Bank results need to be spelt out

EDITORS LETTER

However, over recent years it has become difficult to represent accurately how banks have fared, as many seem to be increasingly reluctant to break out detailed figures representing forex department results. This made it impossible for us to list the top 30 banks in FX last year as we did in previous years.

Foreign exchange returns are now often a sub-sect of the fixed-income portion of a bank's results, and where this is the case they are not broken out. While banks are often happy to give an often rather vague comment about 'continuing growth' or 'tough markets', they will rarely give hard answers to questions about how the FX desk did compared with last year and why.

In an era where accounting standards are becoming more rigorous and transparency is seen as being of paramount importance when it comes to ensuring good corporate governance, this trend towards increased opacity is worrying. It is understandable that banks will be reluctant to explain why certain business lines did not perform. For those looking to accentuate the positive and gloss over the negative, rolling poor results into a bigger, more rosy picture makes sense on the face of it.

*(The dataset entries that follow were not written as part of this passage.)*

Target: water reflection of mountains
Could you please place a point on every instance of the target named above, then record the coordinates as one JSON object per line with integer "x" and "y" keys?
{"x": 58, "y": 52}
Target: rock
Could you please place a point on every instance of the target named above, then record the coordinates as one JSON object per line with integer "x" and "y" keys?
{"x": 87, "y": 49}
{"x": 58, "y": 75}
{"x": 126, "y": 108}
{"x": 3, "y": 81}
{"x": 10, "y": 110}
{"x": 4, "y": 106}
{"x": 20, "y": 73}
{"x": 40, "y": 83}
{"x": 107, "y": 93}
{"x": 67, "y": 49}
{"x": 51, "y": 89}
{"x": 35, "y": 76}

In the long term, however, hiding bad news will backfire. If results from a certain part of a business are lacklustre, there are usually good reasons to explain this. Where there are not, the media spotlight can do much to spur an organisation that may not have realised there was a problem to take what may be long-overdue action.

Either way, for those running businesses and for their teams, surely it is healthy to know how you are performing.

Those lobbying for the watering down of accounting standards such as FRS 17 are playing a dangerous game. The rules are being put in place to avoid scandals such as Enron reoccurring. It was Refco's dubious accounting practices that allowed a crooked chief executive to divert funds from one part of a sprawling business to another.

While I am in no way suggesting that banks becoming more vague in reporting FX results will lead to dishonesty, making things explicit will ensure everyone knows where they stand.